30 year amortization mortgage. Now what?

Hi there, my name is Shannon Lorenz. If you have seen the rest of our website you know we are a family business and my husband is the founder of LDL. Jason is an amazing contractor/craftsman and I am the organizer/number cruncher and I love real estate (which leads us to tonight’s post!). As a side note,  I am the one who does most of the blogging here on LDL, however, we also have guest bloggers and the posts are written about renovation, new home build and investing tips!

With all of the media hype about Vancouver’s real estate market, I wanted to talk about the changes in the mortgage industry and what this means to us in Vancouver and surrounding communities. I have been apart of the Real Estate Action Group led by Ozzie Jurock & Ralph Case off and on for 4 years now.  I love real estate and this is a super efficient way of being in the know of what is currently happening.
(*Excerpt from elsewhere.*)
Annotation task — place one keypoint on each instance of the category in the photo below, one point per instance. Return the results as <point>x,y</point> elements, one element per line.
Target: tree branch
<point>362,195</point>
As many of us know, the last 5 years of being an owner in real estate has been a bit of a roller coaster ride in BC. If you were an owner in 2007, you could sell your house at a premium and even apply for a 40 year mortgage.  Now, in 2012 we are seeing 30 year mortgages (a reduction of 10 years!) and still have record low interest rates.

According to my latest Jurock’s Facts by Email , the newsletter quotes:

“There’s been a clear reduction in buyer demand in the three months since the federal government eliminated the availability of a 30-year amortization on government-insured mortgages,” Eugen Klein, REBGV president said. “This makes homes less affordable for the people of the region.” Well, yes, but clearly that cannot be the only reason.

New listings for detached, attached and apartment properties in Greater Vancouver totalled 5,321 in September up by 31.6 per cent compared to the 4,044 new listings in August 2012.

At 18,350, the total number of active listings on the MLS increased 14 per cent from this time last year.

“Today, our sales-to-active-listings ratio sits at 8 per cent, which puts us in a buyer’s market. This ratio has been declining in our market since March when it was 19 per cent,” Klein said. Indeed!

So what does this mean?! Is my house going down in value now?

Jurock goes on to explain his major points:

1. A quick look shows only a 3% decline in the overall price average (all properties between Lions Bay and Mission), yet when you look at February 2012 ($806,000) and May 2011 ($834,000) prices in September 2012 ($724,600) are down by 11% and 13.5% respectively.

2. New home sales (several over $3 million) distort the price average further.

3. The 30% decline in new condo prices likely reflects only the fact that developers are creating smaller units

4. There is a wide discrepancy between areas. Some area sales are down as much as 50% others much less so. Same with prices.

As we have said all year … no need to rush to buy but maybe a good time to make some offers is coming up. What to offer on? Watch your preferred area closely. Understand what is for sale, watch for price reductions, select a good realtor, make low ball offers. The ‘deal of a lifetime’ comes mostly in down markets.

Shannon says:

Being apart of this group has given me the ability to understand what a good or bad deal is when you analyze real estate investments.  Its given me the confidence to know how to properly ask questions and to understand what to look for when analyzing cash flows.  Its important not to panic and not to  get excited by hype, buy the deal because it makes sense to.  You can buy a good deal in a hot or dead market, its truly all about the deal you buy….don’t forget, negotiation is key. Good luck!

Do you have a real estate investing group that you attend to, and what has it taught you?